『パシフィック・リム』、『GODZILLAゴジラ』、『ジュラシックワールド』、そして公開が控える『キングコング:髑髏島の巨神』など、さまざまな巨大怪物たちの映画を送り出してきたアメリカの映画会社レジェンダリー・ピクチャーズ。
そのレジェンダリー・ピクチャーズが新たに、ポケモンシリーズのスピンオフゲームである『名探偵ピカチュウ~新コンビ誕生~』をベースに、実写とCGを組み合わせた“ポケモン映画”の制作を進めているのはご存知でしょうか?
どんな感じになるんだろう……と、期待や不安を感じる人も多々いると思いますが、作品の出来とは別に、こんな心配もあるのでは? ということがあります。
私が懸念していること・・・
それは、ポケモン映画をハリウッドに奪われるのではないかということです。
ハリウッドポケモン映画がもし成功したら
ポケモンは今や日本だけでなく、アメリカやヨーロッパ、さらには中国にも本格進出を始め、まさに国際的なキャラクターブランドになっております。
もし、このハリウッド制作のポケモン映画が完成したとしたら、恐らくアメリカだけでなく、さまざまな国での公開が期待できます。
そして集客が見込めそうな日本でも逆輸入的に上映されることマチガイナシです。
これがもし傑作の大ヒット、シリーズ化した暁には、現在毎年日本の市場で上映されている劇場版ポケモンシリーズに加え、もう一つハリウッド版ポケモン映画が加わり、1年に2回ポケモン映画が楽しめるなんて年も生まれたりもするかもしれません。
一見、ポケモンファンにとっては非常に喜ばしいことにも思いますが、それに反して非常に怖い事態を招く可能性もあるように思えます。
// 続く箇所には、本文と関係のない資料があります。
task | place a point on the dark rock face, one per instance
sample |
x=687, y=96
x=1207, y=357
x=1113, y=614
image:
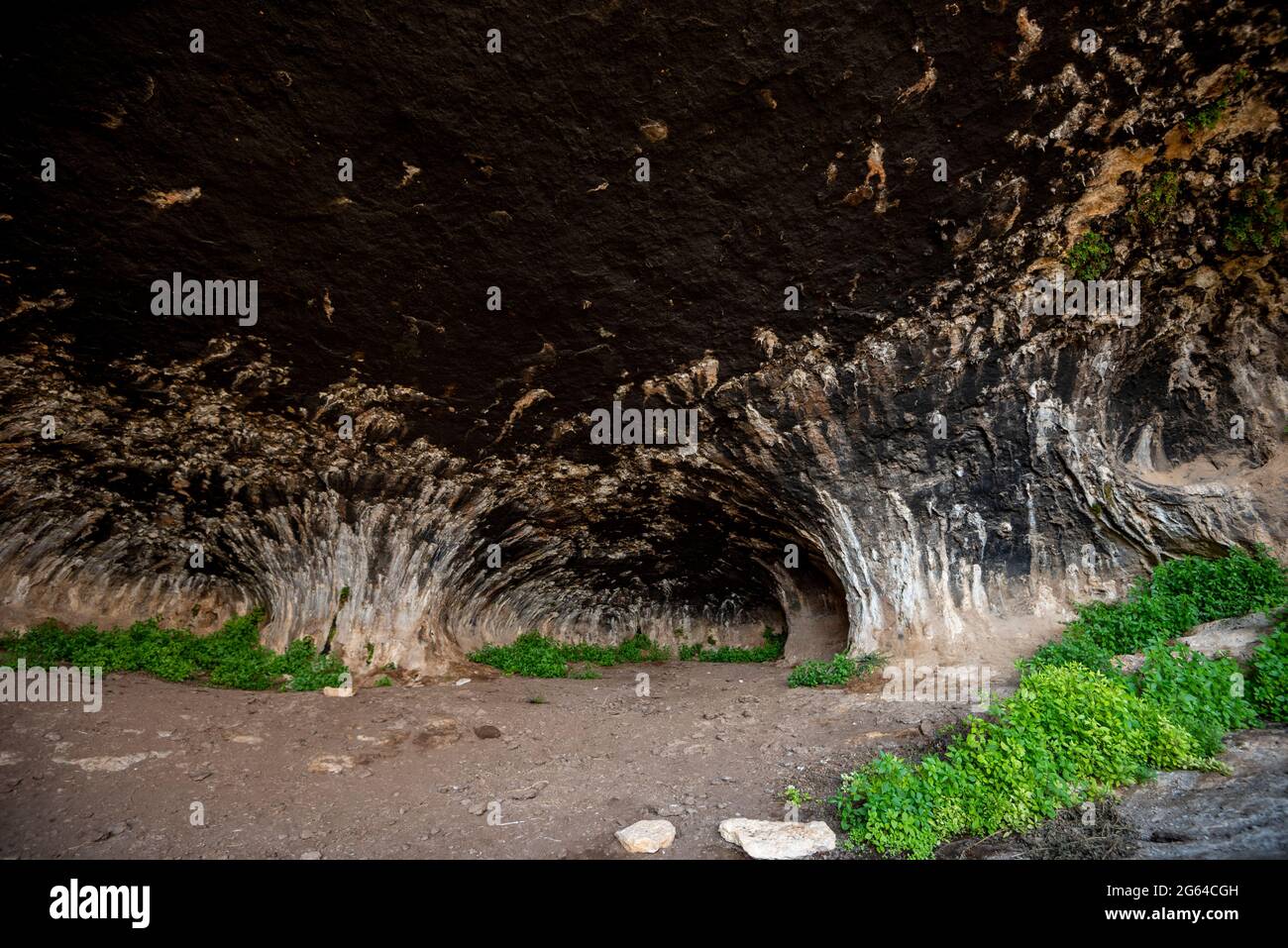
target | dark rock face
x=944, y=459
ハリウッド版ポケモン映画の登場により日本のポケモン映画が終了する・・・
なんてこともあるのではないかということです。
ポケモン映画が1年に2本ならぶ未来
一本の映画制作に100億とかつぎ込んでくるアメリカのポケモン映画と、10億にも満たない予算でやりくりしている日本のポケモン映画が、同年に市場に並ぶわけです。
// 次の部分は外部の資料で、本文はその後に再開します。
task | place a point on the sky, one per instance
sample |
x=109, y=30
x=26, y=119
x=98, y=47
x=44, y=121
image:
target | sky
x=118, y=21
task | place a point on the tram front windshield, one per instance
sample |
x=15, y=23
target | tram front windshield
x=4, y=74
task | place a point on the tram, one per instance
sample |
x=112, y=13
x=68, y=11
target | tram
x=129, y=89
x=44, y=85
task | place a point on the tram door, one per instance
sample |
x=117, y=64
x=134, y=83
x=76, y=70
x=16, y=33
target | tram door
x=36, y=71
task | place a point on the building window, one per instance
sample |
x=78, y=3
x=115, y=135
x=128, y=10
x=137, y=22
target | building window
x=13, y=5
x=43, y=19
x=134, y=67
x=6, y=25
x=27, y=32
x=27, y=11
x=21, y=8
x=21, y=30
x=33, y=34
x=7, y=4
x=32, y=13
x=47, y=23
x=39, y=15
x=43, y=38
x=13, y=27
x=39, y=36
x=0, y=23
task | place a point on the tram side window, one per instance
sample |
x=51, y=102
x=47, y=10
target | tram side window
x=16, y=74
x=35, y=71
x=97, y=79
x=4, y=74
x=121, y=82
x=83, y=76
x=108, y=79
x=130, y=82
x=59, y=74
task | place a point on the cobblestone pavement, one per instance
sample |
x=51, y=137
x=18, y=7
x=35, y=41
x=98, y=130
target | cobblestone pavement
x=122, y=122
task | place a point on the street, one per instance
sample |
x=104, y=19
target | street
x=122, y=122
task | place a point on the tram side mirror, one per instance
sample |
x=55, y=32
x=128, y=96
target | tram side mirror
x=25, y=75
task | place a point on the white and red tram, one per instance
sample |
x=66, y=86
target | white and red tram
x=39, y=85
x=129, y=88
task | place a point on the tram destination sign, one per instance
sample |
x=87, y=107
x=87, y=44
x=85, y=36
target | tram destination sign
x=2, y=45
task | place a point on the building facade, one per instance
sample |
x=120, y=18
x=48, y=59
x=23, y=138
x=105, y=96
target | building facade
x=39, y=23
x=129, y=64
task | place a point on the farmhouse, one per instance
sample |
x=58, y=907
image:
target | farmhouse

日本のポケモン映画と、アメリカのポケモン映画が並ぶということ……。
それはつまり、スタートの規模から違うポケモン映画が、“出来”や“成績”を同じテーブルで競い合うことを表しています!
お客さんこそ、そこまでシビアに2作を比較することはないですし、共に右肩上がりの成績につなげたり、うまく住み分けする未来もあるでしょう。
しかし、昨今のポケモン映画の興行成績は決して良いとはいえない状況なのが不安を誘います。
なぜなら最近のポケモン映画の興収は年々右肩下がりの状態だからです。
先月映連により発表された’16年の映画興行収入の発表(http://www.eiren.org/toukei/)で、ポケモン映画がシリーズ“最低”興行収入を更新していたことが数字として明らかに。
『名探偵コナン』や『ドラえもん』がシリーズの興行収入を上げていることを踏まえると、少子化を理由にもし辛い状況です。
ただでさえ、スケールダウンをしている日本のポケモン映画に、ハリウッドのポケモン映画という強力なライバルが生まれると思うと、圧倒的な質の差で「もうポケモン映画は海外にまかせればいいか」と、低調気味な現状の日本のポケモン映画のシリーズは、「存続終了」というトドメを刺されないかという不安があるわけです。